Wanita: Jadi, wanita pun dapat menjadi pandita?
Srila Prabhupada: Oh, ya. Te ‘pi yanti param gatim. Tidak hanya menjadi – dia juga dapat mencapai kesempurnaan. Tidak ada pembatasan seperti itu. Sri Krishna bersabda.
Wanita: Apakah anda memiliki pandita dalam gerakan di negara Barat?
Srila Prabhupada: Ada begitu banyak wanita dari negara Barat, gadis-gadis, dalam perkumpulan kami.mereka berjapa, menari, kesadaran Krishna. Tentu saja, karena dari penampakan luar, secara badaniah, ada beberapa perbedaan, kami menjaga jarak antara wanita dengan laki-laki, itu saja. Sedangkan, hak-haknya adalah sama”. (18 Juni 1976, Toronto)
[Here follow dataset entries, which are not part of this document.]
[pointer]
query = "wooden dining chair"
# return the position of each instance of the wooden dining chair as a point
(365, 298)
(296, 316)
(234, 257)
Untuk membantu mereka tetap mantap pada tujuan hidup – melaksanakan pelayanan bhakti yang murni dan tidak terganggu kepada Sri Krishna – laki-laki dan wanita seharusnya tidak berbaur (kecuali jika mereka menikah), tetapi mereka mempunyai hak yang sama. Apa hak yang paling penting? Hak untuk melayani Tuhan menurut kecenderungan mereka, menurut kehendak hati mereka. Pada akhirnya tugas kewajiban, dharma, dari wanita adalah dharma setiap makhluk hidup: menjadi pelayanan kekal Sri Krishna. Seorang wanita yang dengan tulus dan serius melayani Tuhan dalam kapasitas manapun yang dipilihnya hendaknya dihormati dan didukung. Dalam penjelasan Srimad-Bhagavatam 7.5.12, Srila Prabhupada menulis, “setiap orang hendaknya diijinkan untuk melaksanakan pelayanan kepada tuhan sebaik yang kemampuannya, dan semua orang hendaknya menghargai pelayanan orang lain. Demikianlah kegiatan vaikuntha [dunia spiritual]. Karena setiap orang adalah pelayan, setiap orang berada pada tataran yang sama dan diijinkan untuk melayani Tuhan menurut kemampuannya''.